Glass Recycling in the Southeast

A Report on Material Recovery Facility Activities | Sept. 2020

Study Background

The Southeast Recycling Development Council (SERDC), with support from the Glass Packaging Institute and the North American Insulation Manufacturers Association, surveyed the recycling Material Recovery Facilities (MRFs) in the eleven state SERDC region. Several recycling programs in the Southeast have recently discontinued the acceptance of glass containers in their collection programs, citing restrictions and/or fee increases from the Material Recovery Facilities (MRFs) that sort their collected material for marketing. The survey sought to identify the specific challenges leading to the suspensions of glass program acceptance.

For this report, a Material Recovery Facility (MRF) was defined as an operation, public or private, that receives mixed recyclables materials from residential collection programs operating either single or dual stream collection. Some of the MRFs also processed material collected from commercial generation. Operations that processed materials collected solely from the commercial sector were not included. Commercial sources are an important component of the manufacturing material supply, they but are outside the scope of the project. Commercial collections of glass containers for recycling are not impacted by the current program suspension threats.

The potentially diminishing supply of recycled glass, cullet, is of great concern to the glass bottle and fiberglass insulation manufacturers. Their furnaces operate more efficiently and use less fuel with greater amounts of cullet replacing virgin extracted resources. Maintaining this feedstock supply for manufacturing is central to SERDC’s purpose. The glass industry provides 4,720 manufacturing jobs in the Southeast1.

SERDC works closely with the region’s individual state agencies responsible for material management and enjoys a supportive relationship with each. These agencies were key resources to identify all the MRFs in their respective state and provided contact information for nearly all locations. Some of the state responses included any facility, public or private, that had a material handling permit to operate, issued by the state agency. Some of these locations were not actual MRFs, rather several were hauling companies and other service providers, operating under permit from their respective state. Those lists were organized and purged to only include communication with valid residential MRF operators.

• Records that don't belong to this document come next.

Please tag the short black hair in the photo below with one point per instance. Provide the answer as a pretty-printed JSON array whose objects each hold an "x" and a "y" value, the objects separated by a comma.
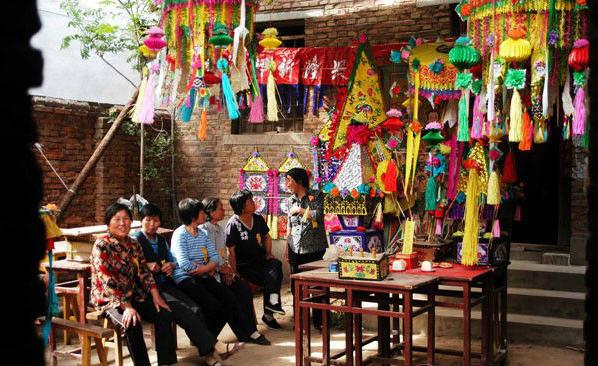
[
  {"x": 189, "y": 209},
  {"x": 150, "y": 210},
  {"x": 210, "y": 205},
  {"x": 115, "y": 208},
  {"x": 238, "y": 199},
  {"x": 300, "y": 176}
]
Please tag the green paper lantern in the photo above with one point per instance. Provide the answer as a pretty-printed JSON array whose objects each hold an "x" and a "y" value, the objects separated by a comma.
[{"x": 463, "y": 55}]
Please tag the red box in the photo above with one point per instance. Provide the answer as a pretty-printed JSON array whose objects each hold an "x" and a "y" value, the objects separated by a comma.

Glass use in the Southeast

SERDC has identified 25 glass manufacturers in the region using recycled content from residential recycling sources. These operations provide nearly 5,000 manufacturing jobs and generate over one and a half billion dollars in sales1. Establishing a sustainable supply chain for these many facilities, collection programs and MRF processors is a necessity. Upon evaluation of the results from this survey, glass recycling barriers remain to be addressed.


Findings

  • SERDC staff contacted a total of 90 MRFs and received 61 responses to the survey, for a response rate of 68%.
  • Glass is accepted at 50 of 61 that listed their accepted materials list MRFs.
  • Of the 50 that accept glass, eight (8) accept only source separated glass.
  • The majority of MRFs (39) reported accepting glass as a part of single stream.
  • Feedback received: Glass recycling remains problematic for most MRFs, primarily due to equipment damage, contamination in other materials and market value.
  • MRFs are interested in investing in equipment improvements to improve glass recycling.
  • The low market value of glass prohibits many smaller MRFs from accepting in residential mix.